In worst case, how many comparisons will your recursive insertion takes?

1. Identify the worst case. What is it?

2. Count the comparisons needed for each base and recursive cases.

3. Write down the number of comparisons as a recurrence relationship.

4. Solve this recurrence.

Solution to Exercise

The worst case occurs when one tries to insert an item at the very end of the list. For instance, given a sequence \(s=(A,B,C,D)\), the worst case would be to insert in 5^th position.

What happen in this worst case. Only two cases of the algorithm are exercised:

• The base case where we have found the node that precedes the insertion point. In that case, we execute two comparisons.

• The recursive case, where we propagate the insertion to the next node.

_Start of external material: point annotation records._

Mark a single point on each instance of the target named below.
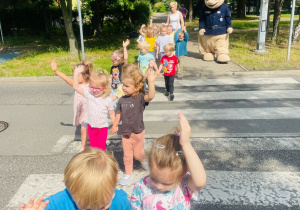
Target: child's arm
(195, 167)
(38, 205)
(114, 128)
(125, 44)
(76, 86)
(151, 89)
(60, 74)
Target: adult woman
(173, 16)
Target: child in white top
(79, 106)
(130, 110)
(98, 105)
(176, 173)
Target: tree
(66, 6)
(276, 18)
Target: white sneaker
(125, 180)
(145, 164)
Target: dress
(79, 107)
(64, 200)
(144, 196)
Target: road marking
(230, 95)
(224, 114)
(229, 81)
(222, 188)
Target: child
(98, 105)
(169, 62)
(90, 178)
(79, 106)
(117, 58)
(180, 46)
(162, 40)
(176, 173)
(130, 110)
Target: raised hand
(31, 205)
(185, 130)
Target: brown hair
(91, 177)
(133, 72)
(100, 78)
(166, 152)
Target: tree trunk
(191, 10)
(241, 8)
(276, 18)
(67, 14)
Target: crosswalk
(245, 130)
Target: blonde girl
(176, 173)
(98, 105)
(130, 110)
(118, 59)
(79, 105)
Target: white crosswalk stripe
(265, 187)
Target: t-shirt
(116, 72)
(97, 110)
(162, 41)
(131, 109)
(169, 64)
(144, 60)
(146, 197)
(64, 200)
(151, 41)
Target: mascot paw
(208, 57)
(201, 32)
(223, 58)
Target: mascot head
(213, 4)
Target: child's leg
(128, 143)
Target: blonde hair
(166, 152)
(169, 47)
(117, 55)
(91, 177)
(100, 78)
(173, 3)
(145, 45)
(133, 72)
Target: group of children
(176, 172)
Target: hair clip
(179, 153)
(116, 56)
(160, 146)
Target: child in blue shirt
(180, 47)
(90, 178)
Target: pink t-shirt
(97, 110)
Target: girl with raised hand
(79, 105)
(98, 105)
(176, 173)
(130, 110)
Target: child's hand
(151, 76)
(54, 65)
(126, 43)
(38, 205)
(114, 129)
(185, 130)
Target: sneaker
(125, 180)
(171, 97)
(145, 164)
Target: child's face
(128, 87)
(96, 91)
(163, 179)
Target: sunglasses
(96, 89)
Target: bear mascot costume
(214, 29)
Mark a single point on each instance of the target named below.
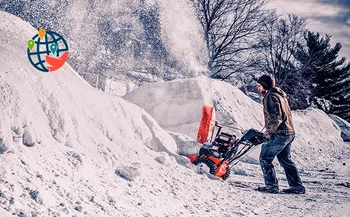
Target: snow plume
(180, 32)
(183, 34)
(70, 150)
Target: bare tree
(277, 46)
(231, 30)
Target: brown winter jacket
(278, 117)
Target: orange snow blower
(218, 155)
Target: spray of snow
(70, 150)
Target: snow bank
(69, 150)
(177, 107)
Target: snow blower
(218, 155)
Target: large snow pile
(69, 150)
(177, 108)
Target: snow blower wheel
(206, 165)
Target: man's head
(265, 83)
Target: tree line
(245, 40)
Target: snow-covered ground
(70, 150)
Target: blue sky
(330, 17)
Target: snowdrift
(69, 150)
(177, 107)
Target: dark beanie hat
(267, 81)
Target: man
(279, 137)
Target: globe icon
(47, 51)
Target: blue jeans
(279, 146)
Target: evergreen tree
(327, 78)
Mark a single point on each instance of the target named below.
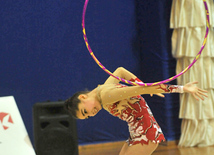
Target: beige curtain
(188, 21)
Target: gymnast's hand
(159, 94)
(194, 90)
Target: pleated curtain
(188, 21)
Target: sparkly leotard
(135, 111)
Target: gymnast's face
(88, 107)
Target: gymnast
(127, 103)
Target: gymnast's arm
(122, 73)
(111, 93)
(125, 74)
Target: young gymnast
(126, 103)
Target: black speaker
(55, 131)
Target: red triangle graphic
(10, 119)
(5, 127)
(2, 115)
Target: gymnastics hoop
(137, 83)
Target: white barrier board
(14, 139)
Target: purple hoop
(136, 83)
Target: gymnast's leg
(138, 149)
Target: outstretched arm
(125, 74)
(122, 73)
(112, 93)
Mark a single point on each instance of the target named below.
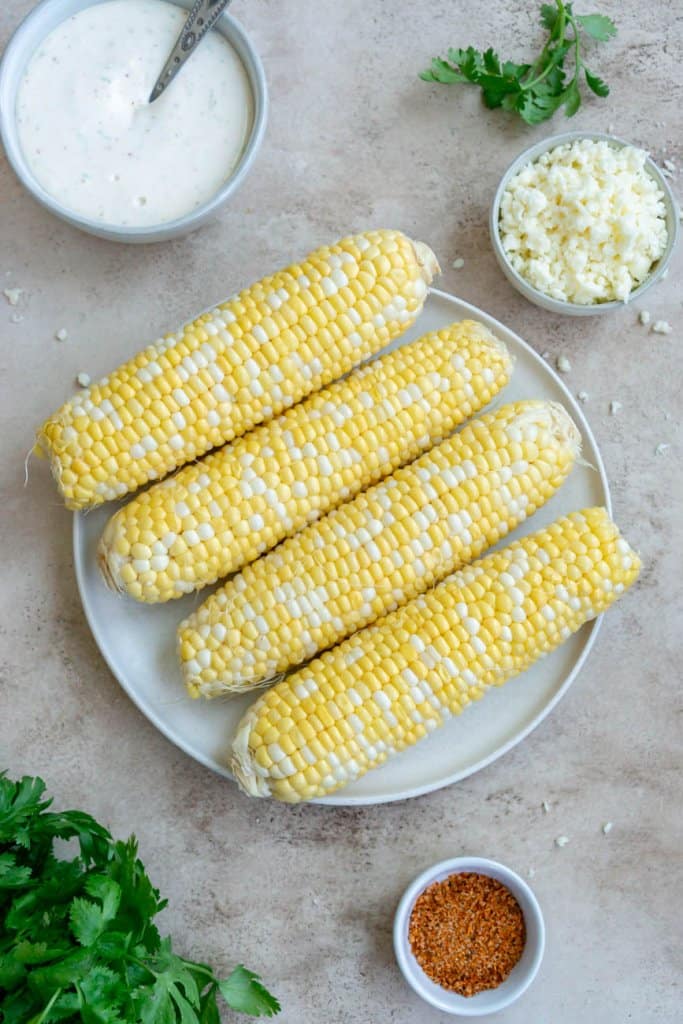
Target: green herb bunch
(77, 937)
(534, 91)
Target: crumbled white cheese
(12, 295)
(585, 222)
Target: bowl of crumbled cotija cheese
(583, 223)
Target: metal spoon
(202, 17)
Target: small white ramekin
(28, 37)
(520, 977)
(558, 305)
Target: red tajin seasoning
(467, 932)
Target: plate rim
(339, 800)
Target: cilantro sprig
(537, 90)
(78, 941)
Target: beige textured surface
(306, 895)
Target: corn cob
(379, 551)
(237, 366)
(393, 683)
(216, 515)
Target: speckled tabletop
(306, 895)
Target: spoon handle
(202, 17)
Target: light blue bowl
(28, 37)
(558, 305)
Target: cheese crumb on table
(12, 295)
(585, 222)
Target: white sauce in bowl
(96, 144)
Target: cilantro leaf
(599, 87)
(11, 875)
(571, 98)
(549, 14)
(598, 26)
(534, 90)
(87, 921)
(78, 941)
(243, 990)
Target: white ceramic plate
(138, 641)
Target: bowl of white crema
(83, 138)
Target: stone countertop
(306, 895)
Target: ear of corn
(216, 515)
(240, 365)
(379, 551)
(393, 683)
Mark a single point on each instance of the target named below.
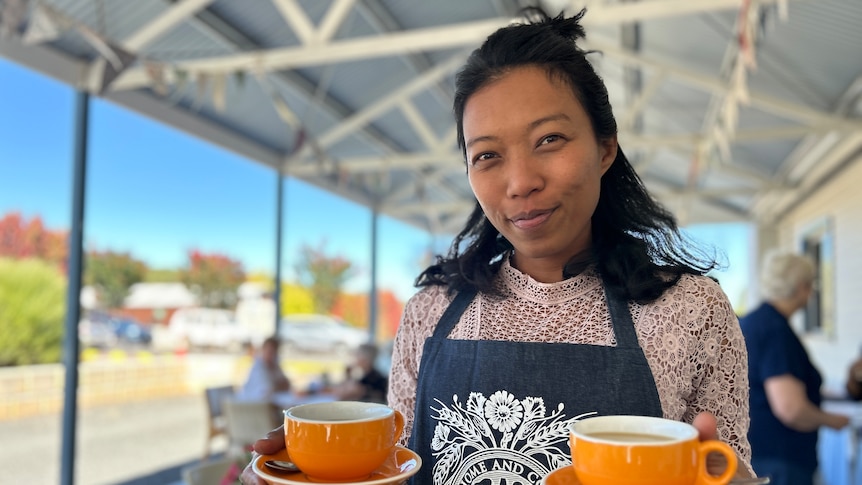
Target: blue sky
(157, 193)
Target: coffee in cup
(341, 440)
(641, 450)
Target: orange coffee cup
(341, 440)
(640, 450)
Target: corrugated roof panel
(261, 21)
(813, 56)
(415, 15)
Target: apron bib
(497, 413)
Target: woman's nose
(523, 176)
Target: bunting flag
(219, 91)
(112, 71)
(156, 72)
(723, 144)
(783, 14)
(43, 27)
(11, 17)
(201, 85)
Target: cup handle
(703, 476)
(399, 425)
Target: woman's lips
(531, 219)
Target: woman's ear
(608, 148)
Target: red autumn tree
(20, 238)
(323, 274)
(354, 308)
(214, 278)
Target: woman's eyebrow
(533, 124)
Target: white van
(207, 328)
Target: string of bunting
(47, 23)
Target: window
(818, 244)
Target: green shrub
(32, 308)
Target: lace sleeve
(720, 360)
(421, 314)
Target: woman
(568, 292)
(785, 385)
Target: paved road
(131, 443)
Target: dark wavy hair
(637, 247)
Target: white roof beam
(363, 117)
(333, 52)
(435, 38)
(333, 19)
(417, 121)
(707, 83)
(653, 9)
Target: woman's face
(535, 167)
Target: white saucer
(401, 465)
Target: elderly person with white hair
(785, 386)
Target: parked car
(212, 328)
(314, 332)
(101, 329)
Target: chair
(207, 473)
(215, 396)
(247, 422)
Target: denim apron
(497, 413)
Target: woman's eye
(482, 156)
(549, 139)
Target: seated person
(371, 386)
(854, 380)
(266, 378)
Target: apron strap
(621, 319)
(453, 313)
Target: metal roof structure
(729, 109)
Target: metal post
(372, 296)
(73, 292)
(278, 208)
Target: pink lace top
(691, 338)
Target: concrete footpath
(135, 443)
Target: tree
(214, 278)
(112, 274)
(20, 239)
(32, 306)
(324, 275)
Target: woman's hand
(707, 428)
(273, 443)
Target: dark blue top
(774, 350)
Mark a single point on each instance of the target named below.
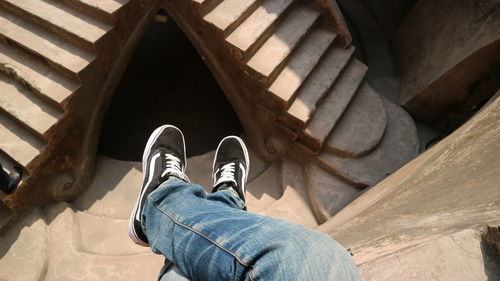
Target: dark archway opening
(166, 82)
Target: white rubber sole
(147, 150)
(245, 152)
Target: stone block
(450, 61)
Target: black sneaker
(164, 156)
(9, 181)
(231, 165)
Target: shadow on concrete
(491, 259)
(166, 82)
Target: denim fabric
(208, 237)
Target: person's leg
(209, 236)
(209, 239)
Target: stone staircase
(304, 79)
(87, 238)
(55, 59)
(286, 66)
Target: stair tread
(35, 73)
(63, 17)
(279, 46)
(17, 142)
(301, 63)
(362, 125)
(331, 108)
(43, 43)
(398, 146)
(18, 101)
(228, 11)
(108, 6)
(318, 84)
(257, 23)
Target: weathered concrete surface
(453, 186)
(447, 58)
(327, 193)
(456, 256)
(398, 146)
(87, 239)
(26, 259)
(361, 127)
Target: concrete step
(26, 107)
(328, 194)
(331, 108)
(60, 19)
(302, 62)
(398, 146)
(35, 74)
(103, 10)
(65, 56)
(18, 142)
(230, 13)
(263, 19)
(205, 6)
(294, 205)
(361, 127)
(315, 88)
(273, 54)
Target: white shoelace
(173, 165)
(227, 173)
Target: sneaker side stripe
(150, 179)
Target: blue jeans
(209, 237)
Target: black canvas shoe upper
(164, 156)
(231, 165)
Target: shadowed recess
(166, 82)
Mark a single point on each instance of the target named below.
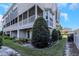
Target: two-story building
(19, 19)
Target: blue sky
(69, 14)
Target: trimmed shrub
(0, 42)
(40, 33)
(22, 41)
(55, 35)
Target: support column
(17, 33)
(36, 11)
(28, 16)
(22, 19)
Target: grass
(56, 50)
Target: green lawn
(56, 50)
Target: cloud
(65, 15)
(74, 6)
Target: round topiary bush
(55, 35)
(40, 33)
(0, 42)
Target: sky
(3, 9)
(69, 14)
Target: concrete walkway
(71, 49)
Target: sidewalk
(71, 49)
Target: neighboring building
(19, 19)
(76, 38)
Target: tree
(60, 36)
(0, 42)
(55, 35)
(40, 33)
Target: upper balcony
(26, 19)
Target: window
(28, 34)
(32, 11)
(25, 15)
(11, 22)
(20, 17)
(46, 17)
(51, 22)
(15, 20)
(39, 11)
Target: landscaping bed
(55, 50)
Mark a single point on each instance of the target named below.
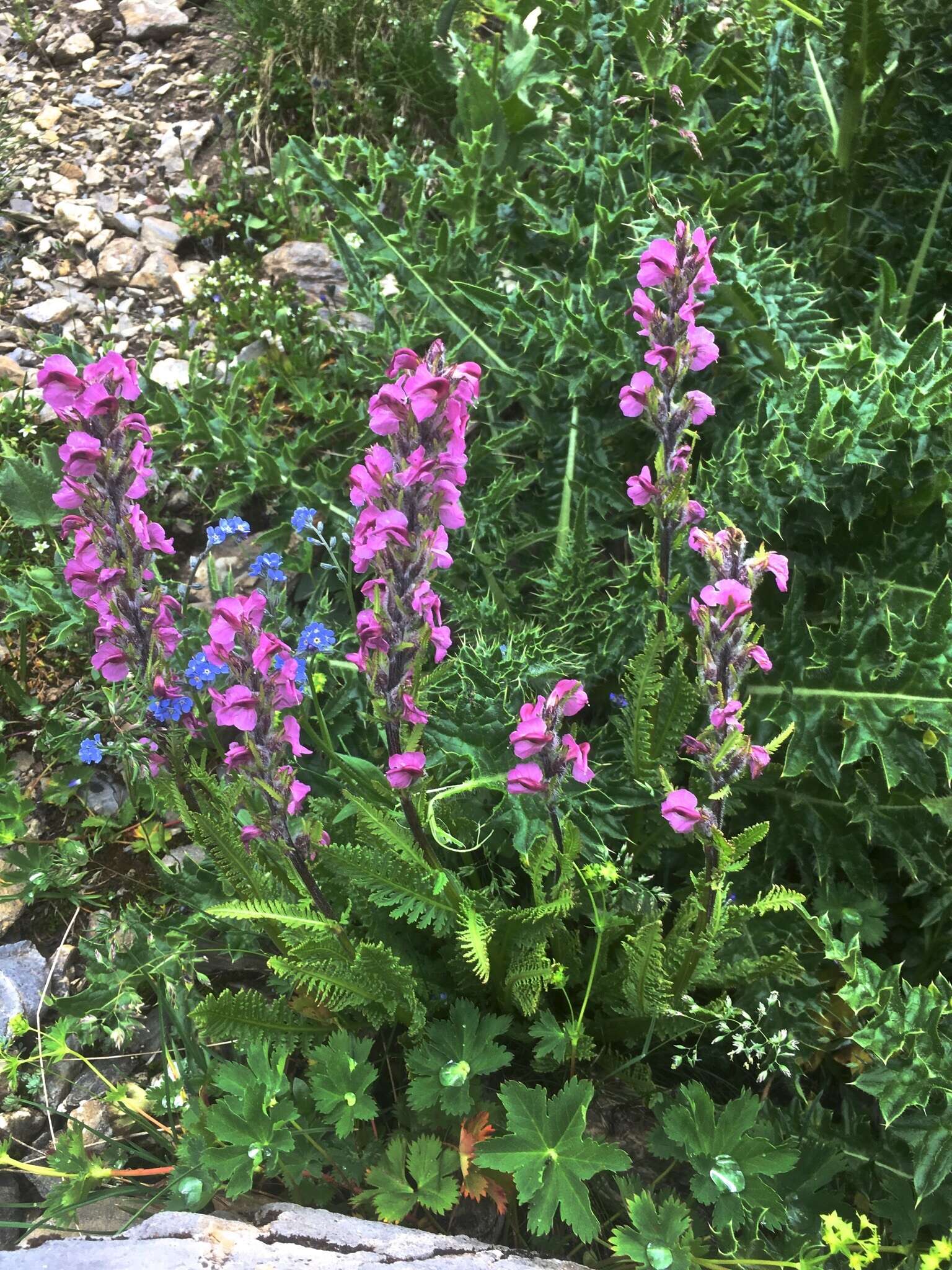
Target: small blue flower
(90, 750)
(302, 517)
(300, 670)
(218, 534)
(169, 709)
(270, 564)
(201, 672)
(316, 638)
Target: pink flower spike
(293, 735)
(643, 309)
(412, 711)
(758, 758)
(703, 351)
(404, 770)
(530, 735)
(299, 793)
(758, 655)
(726, 717)
(681, 810)
(632, 398)
(659, 262)
(641, 489)
(701, 407)
(238, 755)
(110, 659)
(526, 779)
(733, 596)
(569, 695)
(578, 755)
(235, 708)
(778, 566)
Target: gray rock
(22, 978)
(180, 144)
(161, 234)
(283, 1237)
(103, 796)
(310, 265)
(151, 19)
(120, 260)
(50, 313)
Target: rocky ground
(112, 112)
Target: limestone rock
(161, 234)
(120, 260)
(50, 313)
(82, 218)
(22, 981)
(310, 265)
(180, 144)
(151, 19)
(172, 373)
(283, 1237)
(157, 270)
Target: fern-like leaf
(475, 933)
(248, 1016)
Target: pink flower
(706, 277)
(659, 262)
(526, 779)
(110, 659)
(367, 478)
(758, 655)
(780, 567)
(70, 494)
(726, 717)
(662, 355)
(404, 770)
(703, 351)
(678, 461)
(700, 404)
(238, 755)
(569, 695)
(117, 373)
(235, 708)
(299, 793)
(81, 454)
(530, 735)
(681, 810)
(230, 615)
(758, 758)
(632, 398)
(150, 534)
(404, 360)
(643, 310)
(412, 711)
(733, 596)
(293, 734)
(641, 489)
(578, 755)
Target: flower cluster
(409, 494)
(263, 675)
(682, 271)
(729, 649)
(107, 465)
(536, 737)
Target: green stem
(919, 263)
(566, 506)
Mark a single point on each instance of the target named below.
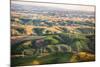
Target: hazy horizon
(62, 6)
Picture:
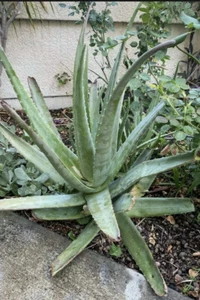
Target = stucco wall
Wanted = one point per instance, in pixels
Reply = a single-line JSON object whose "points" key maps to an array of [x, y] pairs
{"points": [[50, 47]]}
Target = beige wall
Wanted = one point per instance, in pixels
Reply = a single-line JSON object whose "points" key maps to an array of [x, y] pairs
{"points": [[50, 47]]}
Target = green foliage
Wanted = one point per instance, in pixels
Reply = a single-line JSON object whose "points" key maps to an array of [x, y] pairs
{"points": [[94, 177], [19, 177], [63, 78], [115, 250]]}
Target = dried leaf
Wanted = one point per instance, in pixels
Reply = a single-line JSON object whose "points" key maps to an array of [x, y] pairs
{"points": [[193, 273], [152, 238], [171, 220], [178, 278], [165, 150], [196, 253]]}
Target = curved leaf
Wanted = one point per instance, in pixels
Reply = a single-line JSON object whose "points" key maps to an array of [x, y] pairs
{"points": [[76, 247], [83, 137], [148, 168], [53, 214], [107, 127], [69, 174], [36, 202], [41, 105], [36, 119], [101, 209], [133, 139], [33, 155], [138, 249]]}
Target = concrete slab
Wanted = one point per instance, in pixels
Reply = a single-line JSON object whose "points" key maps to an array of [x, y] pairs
{"points": [[28, 249]]}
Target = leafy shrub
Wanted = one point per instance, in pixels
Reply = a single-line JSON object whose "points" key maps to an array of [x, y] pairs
{"points": [[97, 188]]}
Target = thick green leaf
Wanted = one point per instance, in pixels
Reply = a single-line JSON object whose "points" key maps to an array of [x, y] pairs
{"points": [[68, 174], [41, 105], [37, 202], [133, 139], [187, 20], [94, 108], [76, 247], [53, 214], [152, 207], [37, 121], [148, 168], [107, 127], [101, 209], [33, 155], [138, 249], [83, 137]]}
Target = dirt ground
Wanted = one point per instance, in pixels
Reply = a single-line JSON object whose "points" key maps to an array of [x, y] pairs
{"points": [[174, 241]]}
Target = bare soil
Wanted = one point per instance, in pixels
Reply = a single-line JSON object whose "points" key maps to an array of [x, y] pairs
{"points": [[174, 241]]}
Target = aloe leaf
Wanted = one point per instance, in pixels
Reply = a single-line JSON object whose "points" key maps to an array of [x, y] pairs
{"points": [[76, 247], [37, 121], [104, 149], [148, 168], [155, 207], [133, 139], [140, 252], [33, 155], [41, 105], [113, 75], [53, 214], [83, 137], [68, 174], [94, 108], [152, 207], [36, 202], [101, 209]]}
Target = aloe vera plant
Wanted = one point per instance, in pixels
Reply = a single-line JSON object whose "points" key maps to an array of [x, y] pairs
{"points": [[96, 190]]}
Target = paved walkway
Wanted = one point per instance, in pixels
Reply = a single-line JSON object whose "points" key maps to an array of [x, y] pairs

In that case, we execute 3 comparisons, plus the comparisons incurred by the recursive call.

We can formulate that using the following recurrence relationship \(t(\ell)\), where \(\ell\) denotes the length of the sequence.

\[\begin{split}t(\ell) = \begin{cases} 2 & \textrm{if } \ell == 1 \\ 3 + t(\ell-1) & \textrm{otherwise} \\ \end{cases}\end{split}\]

We can expand the expression \(t(\ell)\) to see what pattern it yields:

\[\begin{split}t(\ell) & = 3 + t(\ell-1) \\ & = 3 + \left( 3 + t(\ell-2) \right) \\ & = 3 + \left( 3 + \left[ 3 + t(\ell-3) \right] \right) \\ & = \underbrace{3 + 3 + \ldots + 3}_{\ell-1 \textrm{ times}} + t(1) \\ & = 3 (\ell-1) + 2 \\ & = 3\ell - 1\end{split}\]

Exercise

In the worst case, how much memory will it takes? Remember to account for the call stack.

Solution to Exercise

Just as we did for counting comparisons, we have to count the pieces of memory that are allocated. Each call to insertAfter requires storing three input arguments

That gives us the following recurrence relationship \(m(\ell)\) where \(\ell\) denotes the length of the sequence.

\[\begin{split}m(\ell) = \begin{cases} 0 & \textrm{if } \ell = 1 \\ 3 + t(\ell + 1)& \textrm{otherwise} \\ \end{cases}\end{split}\]

By solving this recurrence, we obtain \(m(\ell) = 3(\ell-1);\), which is linear. By contrast with the iterative approach, a recursive algorithm consumes memory on each call.

Benchmark

Let see now is theory matches practice. To get some concrete evidence, we will try to insert items in both an IterativeList and in a RecursiveList. Take a look at the file Benchmark.java, which implements the above scenario.

Exercise

Run the benchmark on your machine. What result do you get. To run the benchmark, you can use the command:

$ java -cp target/lab03-0.1-SNAPSHOT.jar \
           no.ntnu.idata2302.lab03.Benchmark

Solution to Exercise

On my machine, I obtain the following:

$ java -cp target/lab03-0.1-SNAPSHOT.jar \
           no.ntnu.idata2302.lab03.Benchmark
Iterative List: 100000 item(s) inserted.
Recursive List: 23723 item(s) inserted. (error)

Exercise

Why do you think happen to RecursiveList? Why is it underperforming?

Solution to Exercise

Most languages and OS limit the size of the call stack, so that it cannot grow indefinitely. Looking at the code of the benchmark, we are actually catching a StackOverflowError which, in Java, indicates that the program has used all the memory allowed for the call stack. That is often the main problem of recursive algorithms: They consume more memory. We will see further in the course, method to avoid that in some cases.